The package does not ship with a static, frozen list. It uses:

  1. A default URL that serves a community-maintained registry (e.g. techdevsynergy/llm-deprecation-data).
  2. A built-in fallback in the library for when the network is unavailable (e.g. air-gapped or CI with no outbound access).

That registry is refreshed weekly with the latest deprecations and retirements from provider docs (OpenAI, Anthropic, Google Gemini, etc.). So:

  • Library: Each time you create a DeprecationChecker() or run the CLI, it can load the latest data (or the fallback).
  • CI / Action: Each run can see the current week’s data, so new deprecations show up in your pipeline shortly after they’re published.

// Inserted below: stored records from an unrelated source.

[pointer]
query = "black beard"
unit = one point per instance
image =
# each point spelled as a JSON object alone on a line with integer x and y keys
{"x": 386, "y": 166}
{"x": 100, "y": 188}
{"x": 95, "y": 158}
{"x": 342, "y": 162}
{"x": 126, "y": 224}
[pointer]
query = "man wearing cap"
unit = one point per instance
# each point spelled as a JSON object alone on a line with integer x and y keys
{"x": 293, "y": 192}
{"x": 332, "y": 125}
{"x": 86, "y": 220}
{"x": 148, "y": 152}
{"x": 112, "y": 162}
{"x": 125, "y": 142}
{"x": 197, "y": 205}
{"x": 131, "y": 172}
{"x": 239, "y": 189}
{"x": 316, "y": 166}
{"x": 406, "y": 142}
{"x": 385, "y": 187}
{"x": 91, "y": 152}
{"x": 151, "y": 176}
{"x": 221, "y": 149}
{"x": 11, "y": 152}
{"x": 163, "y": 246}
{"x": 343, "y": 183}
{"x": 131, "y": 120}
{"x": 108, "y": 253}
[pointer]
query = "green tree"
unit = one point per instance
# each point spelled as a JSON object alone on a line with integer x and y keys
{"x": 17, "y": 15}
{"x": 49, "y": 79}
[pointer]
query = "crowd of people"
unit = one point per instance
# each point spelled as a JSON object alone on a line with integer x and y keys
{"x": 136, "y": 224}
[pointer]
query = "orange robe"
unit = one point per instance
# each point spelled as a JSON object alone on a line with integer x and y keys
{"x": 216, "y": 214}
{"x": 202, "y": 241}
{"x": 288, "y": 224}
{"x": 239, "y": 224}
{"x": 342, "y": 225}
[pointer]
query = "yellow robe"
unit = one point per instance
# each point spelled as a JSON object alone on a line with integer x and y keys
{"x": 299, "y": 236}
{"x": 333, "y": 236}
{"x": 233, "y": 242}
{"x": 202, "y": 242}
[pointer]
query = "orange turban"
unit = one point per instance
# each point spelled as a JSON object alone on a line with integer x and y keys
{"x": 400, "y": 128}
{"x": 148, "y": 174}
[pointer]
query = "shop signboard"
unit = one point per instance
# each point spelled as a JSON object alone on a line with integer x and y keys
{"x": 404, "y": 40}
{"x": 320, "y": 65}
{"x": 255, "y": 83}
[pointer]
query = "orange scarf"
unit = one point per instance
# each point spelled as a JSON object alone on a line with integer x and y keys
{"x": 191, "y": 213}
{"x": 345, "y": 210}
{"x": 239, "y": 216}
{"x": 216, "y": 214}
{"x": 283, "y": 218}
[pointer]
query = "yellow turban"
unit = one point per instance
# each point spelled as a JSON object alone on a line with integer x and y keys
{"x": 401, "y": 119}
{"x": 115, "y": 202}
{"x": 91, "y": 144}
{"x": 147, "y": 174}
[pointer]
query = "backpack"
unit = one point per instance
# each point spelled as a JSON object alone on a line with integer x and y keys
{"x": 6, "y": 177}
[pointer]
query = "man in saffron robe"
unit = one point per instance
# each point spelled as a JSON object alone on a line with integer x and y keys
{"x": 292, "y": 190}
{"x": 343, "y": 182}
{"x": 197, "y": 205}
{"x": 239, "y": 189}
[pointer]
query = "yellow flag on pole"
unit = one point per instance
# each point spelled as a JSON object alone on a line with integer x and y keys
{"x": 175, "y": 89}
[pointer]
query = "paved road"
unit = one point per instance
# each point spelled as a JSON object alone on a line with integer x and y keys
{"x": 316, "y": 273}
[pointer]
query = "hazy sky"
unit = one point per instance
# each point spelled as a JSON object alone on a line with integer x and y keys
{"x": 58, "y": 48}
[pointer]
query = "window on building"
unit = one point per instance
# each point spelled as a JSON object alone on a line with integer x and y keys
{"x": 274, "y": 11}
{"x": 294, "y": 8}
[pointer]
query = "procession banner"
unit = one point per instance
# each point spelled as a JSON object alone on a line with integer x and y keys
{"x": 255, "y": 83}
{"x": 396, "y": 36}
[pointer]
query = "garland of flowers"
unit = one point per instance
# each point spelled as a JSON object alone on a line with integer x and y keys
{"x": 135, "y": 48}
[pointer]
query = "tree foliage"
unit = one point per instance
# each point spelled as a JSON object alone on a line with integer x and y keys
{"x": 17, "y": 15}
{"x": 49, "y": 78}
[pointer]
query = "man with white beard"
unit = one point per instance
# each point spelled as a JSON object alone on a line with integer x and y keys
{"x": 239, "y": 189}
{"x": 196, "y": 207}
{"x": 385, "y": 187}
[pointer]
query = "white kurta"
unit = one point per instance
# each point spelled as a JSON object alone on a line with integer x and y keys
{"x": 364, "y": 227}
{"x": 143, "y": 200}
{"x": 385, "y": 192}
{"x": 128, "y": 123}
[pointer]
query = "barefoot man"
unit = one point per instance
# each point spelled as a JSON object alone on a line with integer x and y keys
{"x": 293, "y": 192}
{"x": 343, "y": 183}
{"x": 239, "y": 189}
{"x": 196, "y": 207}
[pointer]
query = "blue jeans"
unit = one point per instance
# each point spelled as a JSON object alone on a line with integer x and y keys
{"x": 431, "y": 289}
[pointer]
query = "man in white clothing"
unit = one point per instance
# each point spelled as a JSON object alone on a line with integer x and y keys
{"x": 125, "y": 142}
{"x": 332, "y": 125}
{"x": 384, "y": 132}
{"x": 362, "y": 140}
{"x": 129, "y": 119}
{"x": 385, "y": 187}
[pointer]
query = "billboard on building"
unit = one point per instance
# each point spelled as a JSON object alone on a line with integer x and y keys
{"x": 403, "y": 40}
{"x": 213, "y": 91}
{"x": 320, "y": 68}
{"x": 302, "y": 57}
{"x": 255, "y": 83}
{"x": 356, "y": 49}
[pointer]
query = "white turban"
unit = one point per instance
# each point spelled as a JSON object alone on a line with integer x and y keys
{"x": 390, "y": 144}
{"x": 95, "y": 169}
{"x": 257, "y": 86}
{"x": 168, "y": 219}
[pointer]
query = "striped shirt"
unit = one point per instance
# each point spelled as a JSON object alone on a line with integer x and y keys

You don’t need to configure anything for this; it’s the default behavior.


Putting it together: recommended workflow

  1. Install
    pip install llm-model-deprecation (or with [fetch] if you prefer).

  2. In code
    When choosing or validating a model ID (e.g. from config or user input), call checker.is_deprecated(model_id) or checker.get(model_id) and warn or block if deprecated/retired.

  3. In CI
    Add the GitHub Action with fail-on-deprecated: true so no PR or push can merge with deprecated/retired model references.

  4. Optionally in cron
    Run llm-deprecation scan /path/to/app --fail-on-deprecated on a schedule and send the output to Slack or email if something appears.

  5. Stay updated
    Upgrade the package occasionally so you get the latest CLI and library behavior; the registry itself is refreshed weekly on the server side.


Summary

  • llm-model-deprecation gives you a Python API, a CLI, and a GitHub Action to keep your app off deprecated and retired LLM models.
  • The registry is refreshed weekly, so you’re not relying on outdated data.
  • Use the library to check model IDs in code; use the CLI for ad-hoc or scripted scans; use the Action to enforce the check on every push or PR.

You can install it with pip install llm-model-deprecation, add one step to your workflow, and stop worrying about surprise model retirements.